Data from: Biogeography of Leptospira in wild animal communities inhabiting the insular ecosystem of the western Indian Ocean islands and neighboring Africa
Dietrich, Muriel et al. (2019), Data from: Biogeography of Leptospira in wild animal communities inhabiting the insular ecosystem of the western Indian Ocean islands and neighboring Africa, Dryad, Dataset, https://doi.org/10.5061/dryad.hj029
Understanding the processes driving parasite assemblages is particularly important in the context of zoonotic infectious diseases. Leptospirosis is a widespread zoonotic bacterial infection caused by pathogenic species of the genus Leptospira. Despite a wide range of animal hosts, information is still lacking on the factors shaping Leptospira diversity in wild animal communities, especially in regions, such as tropical insular ecosystems, with high host species richness and complex biogeographical patterns. Using a large dataset (34 mammal species) and a multilocus approach at a regional scale, we analyzed the role of both host species diversity and geography in Leptospira genetic diversity in terrestrial small mammals (rodents, tenrecs and shrews) and bats from 10 different islands/countries in the western Indian Ocean (WIO) and neighboring Africa. At least four Leptospira spp. (L. interrogans, L. borgpetersenii, L. kirschneri and L. mayottensis) and several yet-unidentified genetic clades contributed to a remarkable regional Leptospira diversity, which was generally related to the local occurrence of the host species rather than the geography.

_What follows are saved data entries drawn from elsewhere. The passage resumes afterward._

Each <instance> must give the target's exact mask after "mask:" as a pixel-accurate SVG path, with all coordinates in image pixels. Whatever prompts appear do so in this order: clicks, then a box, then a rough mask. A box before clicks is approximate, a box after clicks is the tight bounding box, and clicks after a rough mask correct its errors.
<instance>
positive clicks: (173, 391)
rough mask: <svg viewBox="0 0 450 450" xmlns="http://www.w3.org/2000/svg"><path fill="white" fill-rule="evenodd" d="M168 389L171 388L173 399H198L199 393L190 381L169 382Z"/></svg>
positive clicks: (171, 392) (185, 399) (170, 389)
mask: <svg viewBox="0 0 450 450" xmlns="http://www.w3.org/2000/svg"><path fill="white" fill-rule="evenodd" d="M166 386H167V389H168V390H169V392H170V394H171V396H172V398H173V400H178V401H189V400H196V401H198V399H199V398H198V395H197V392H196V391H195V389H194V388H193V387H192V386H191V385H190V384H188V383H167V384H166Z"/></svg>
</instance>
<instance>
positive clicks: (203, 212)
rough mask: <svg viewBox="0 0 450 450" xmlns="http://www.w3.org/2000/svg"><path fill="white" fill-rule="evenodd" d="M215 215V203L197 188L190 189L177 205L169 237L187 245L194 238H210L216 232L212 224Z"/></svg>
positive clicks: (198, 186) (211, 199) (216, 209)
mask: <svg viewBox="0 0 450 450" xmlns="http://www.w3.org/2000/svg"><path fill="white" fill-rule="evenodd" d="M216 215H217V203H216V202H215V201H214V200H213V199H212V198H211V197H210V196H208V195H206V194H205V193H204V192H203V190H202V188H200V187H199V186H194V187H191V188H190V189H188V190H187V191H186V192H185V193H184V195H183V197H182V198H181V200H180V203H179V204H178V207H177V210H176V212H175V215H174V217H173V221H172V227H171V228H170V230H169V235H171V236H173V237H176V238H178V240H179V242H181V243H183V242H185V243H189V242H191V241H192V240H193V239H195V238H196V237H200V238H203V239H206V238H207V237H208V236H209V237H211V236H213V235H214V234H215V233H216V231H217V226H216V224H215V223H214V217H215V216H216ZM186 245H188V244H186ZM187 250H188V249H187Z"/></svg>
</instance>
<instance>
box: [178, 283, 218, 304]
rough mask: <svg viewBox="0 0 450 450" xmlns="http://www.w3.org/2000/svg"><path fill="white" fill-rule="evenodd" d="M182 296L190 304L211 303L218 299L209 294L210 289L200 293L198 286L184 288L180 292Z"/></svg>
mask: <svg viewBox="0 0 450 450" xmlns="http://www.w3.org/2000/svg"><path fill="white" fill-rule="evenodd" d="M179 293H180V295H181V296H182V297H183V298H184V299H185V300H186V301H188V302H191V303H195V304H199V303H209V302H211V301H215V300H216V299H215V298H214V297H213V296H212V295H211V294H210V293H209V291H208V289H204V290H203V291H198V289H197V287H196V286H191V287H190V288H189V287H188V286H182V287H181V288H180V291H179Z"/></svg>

In addition, the genetic structure patterns varied between Leptospira spp., suggesting different evolutionary histories in the region, which might reflect both in situ diversification of native mammals (for L. borgpetersenii) and the more recent introduction of non-native host species (for L. interrogans). Our data also suggested that host shifts occurred between bats and rodents, but further investigations are needed to determine how host ecology may influence these events.